Reputation: 11
I have a 3D-image with dimensions 512*512*512. I have to process all the voxels individually. However, I can't get the right dimensions to get the x, y and z-values to get the pixel.
In my kernel I have:
int x = blockIdx.x * blockDim.x + threadIdx.x;
int y = blockIdx.y * blockDim.y + threadIdx.y;
int z = blockIdx.z * blockDim.z + threadIdx.z;
I am running the program by using:
Kernel<<<dim3(8,8), dim3(8,8,16)>>>();
I chose those because having 64 blocks with each 1024 threads should give me every pixel. However, how do I get the coordinate values when I have those dimensions...
When calling the kernel function I have to set some dimensions that the x, y and z-values actually go from 0 to 511. (This gives me the position of every pixel then).

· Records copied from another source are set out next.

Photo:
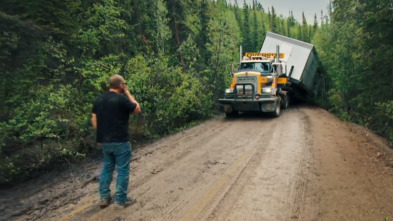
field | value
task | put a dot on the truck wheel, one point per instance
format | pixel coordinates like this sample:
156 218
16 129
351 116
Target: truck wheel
234 113
277 111
285 102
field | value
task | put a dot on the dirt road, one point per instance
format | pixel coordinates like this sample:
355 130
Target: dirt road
304 165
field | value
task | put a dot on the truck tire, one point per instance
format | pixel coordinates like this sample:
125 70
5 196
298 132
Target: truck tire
285 102
277 111
234 113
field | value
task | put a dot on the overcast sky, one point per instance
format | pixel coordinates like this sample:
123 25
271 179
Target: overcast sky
282 7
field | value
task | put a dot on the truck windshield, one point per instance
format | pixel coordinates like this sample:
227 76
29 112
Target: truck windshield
262 67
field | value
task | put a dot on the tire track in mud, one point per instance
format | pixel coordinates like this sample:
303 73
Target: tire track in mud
199 143
269 188
89 206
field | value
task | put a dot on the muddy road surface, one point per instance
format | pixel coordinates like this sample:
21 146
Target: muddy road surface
304 165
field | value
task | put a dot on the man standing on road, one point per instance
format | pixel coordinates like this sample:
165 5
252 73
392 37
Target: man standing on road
110 116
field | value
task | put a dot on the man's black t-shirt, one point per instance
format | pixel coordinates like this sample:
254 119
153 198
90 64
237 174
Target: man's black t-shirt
112 111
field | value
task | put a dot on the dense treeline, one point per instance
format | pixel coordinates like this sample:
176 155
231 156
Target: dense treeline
56 57
356 49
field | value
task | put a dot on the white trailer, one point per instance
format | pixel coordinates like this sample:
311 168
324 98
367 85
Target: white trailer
301 58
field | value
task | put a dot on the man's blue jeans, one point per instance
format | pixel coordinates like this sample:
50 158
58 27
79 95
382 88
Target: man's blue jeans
119 155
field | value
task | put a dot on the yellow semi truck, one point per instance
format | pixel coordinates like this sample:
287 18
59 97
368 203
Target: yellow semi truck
259 85
265 80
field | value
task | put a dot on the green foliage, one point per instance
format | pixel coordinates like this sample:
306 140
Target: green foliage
56 58
356 51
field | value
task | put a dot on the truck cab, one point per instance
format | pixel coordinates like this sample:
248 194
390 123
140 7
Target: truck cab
257 85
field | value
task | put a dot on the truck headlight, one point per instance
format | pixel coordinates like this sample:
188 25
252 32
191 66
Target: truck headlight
267 90
229 91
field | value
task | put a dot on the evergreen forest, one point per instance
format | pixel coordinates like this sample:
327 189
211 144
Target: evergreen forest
56 57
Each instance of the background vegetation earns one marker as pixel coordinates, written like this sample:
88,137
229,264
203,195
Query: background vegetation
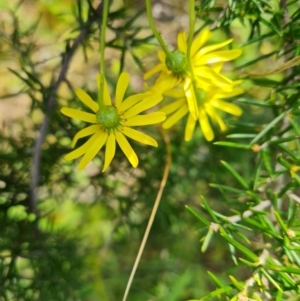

But every combination I try, my kernel either does not run or it runs but the values don't get high enough.
The program should make it possible so that every kernel gets a pixel with (x,y,z) that correspond to that pixel in the image. In most simple way I am trying just to print the coordinates to see if it prints all of them.
Any help?
EDIT:
My properties of my GPU:
Compute capability: 2.0
Name: GeForce GTX 480
My program code just to test it out:
#include <stdio.h>
#include <cuda.h>
#include <stdlib.h>
// Device code
__global__ void Kernel()
{
// Here I should somehow get the x, y and z values for every pixel possible in the 512*512*512 image
int x = blockIdx.x * blockDim.x + threadIdx.x;
int y = blockIdx.y * blockDim.y + threadIdx.y;
int z = blockIdx.z * blockDim.z + threadIdx.z;
printf("Coords: (%i, %i, %i)\n", x, y, z);
}
// Host code
int main(int argc, char** argv) {
Kernel<<<dim3(8, 8), dim3(8,8,16)>>>(); //This invokes the kernel
cudaDeviceSynchronize();
return 0;
}
Upvotes: 1
Views: 1004
Reputation: 152113
To cover a 512x512x512 space with the indexing you have shown (i.e. one thread per voxel) you would need a kernel launch something like this:
Kernel<<<dim3(64,64,64), dim3(8,8,8)>>>();
When I multiply any of the dimensional components:
64*8
I get 512. This gives me a grid of 512 threads in each of 3 dimensions. Your indexing will work with this arrangement as-is to produce one unique thread per voxel.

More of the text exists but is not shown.